Quandl package in Python
In the following tutorial, we will understand the Quandl package and its use in the Python programming language with some examples. But before we get started, let us understand what Quandl is?
Quandl is a platform that offers economic, financial, and alternative datasets to its users. Users can download free data, buy paid data or sell data to Quandl.
In the following tutorial, we will understand the method of extracting data with the help of the Python programming language.
Understanding the Data Structure of Quandl
The data of Quandl comes in two formats: The first being the Time series and the second being the Tables.
Remember that some datasets can be available in both formats.
The Time series format
Time series data is referred to the data taken over a period of time.
The Time series data are generally displayed with the help of line graphs, where the X-axis signifies dates, and the Y-axis signifies the other numeric observations.
The format of the Time series only consists of numerical data, which is indexed by one date field. This statement implies that the data is sorted by dates. This format enables users to retrieve the complete time series or a specific section, also known as a “slice”.
Most datasets of Quandl are stored in the Time series format since the financial data typically contain dates and observations which perfectly fit the format.
The Table Format
Tables not only consist of numerical values but various unsorted data types like strings, numbers, dates, and many more. We can also filter them into different fields.
What is the Quandl ID code?
Each feed of data consists of a short ID. This ID is also known as a Quandl code.
- Federal Reserve Economic Data (time series): FRED
- Core US Fundamentals (tables): SF1
The Time series data like FRED is composed of a large number of individual time series where each of them has its Quandl code added on to the main Quandl code. For example, US civilian unemployment rate: FRED/UNRATE.
On the contrary, the Table data like SF1 consist of single or multiple tables where each of them has its Quandl code. For example, the Quandl code for the Core US Fundamentals table is SHARADAR/SF1.

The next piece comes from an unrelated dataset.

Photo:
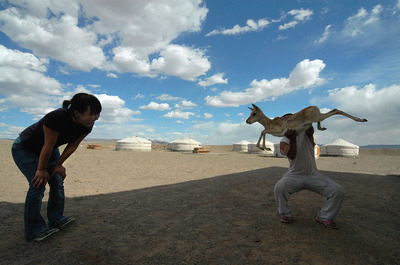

Quandl offers a wide range of tools for Data Analysis which includes API, Python, R, Excel, Ruby, and many more.
One can find the complete list at https://data.nasdaq.com/tools/full-list.
Understanding the Pros and Cons of Quandl
The advantages or Pros of using Quandl are as follows:
- Quandl provides an enormous collection of data (over 20 million datasets).
- All datasets are accessible for instantaneous download in any preferred format.
- All datasets on Quandl are accessible through the same API, irrespective of who originally published the data or in what format.
- Data is transparent.
- Datasets are clean and easy to locate.
- Some sections of Quandl are free and open for everyone.
- New data is added every week.
- We can utilize Quandl in many programs (Excel, R, Python, Ruby, MATLAB, and more).
- We can utilize Quandl to sell the data.
The disadvantages or Cons of using Quandl are as follows:
- There are many exotic datasets that are not free.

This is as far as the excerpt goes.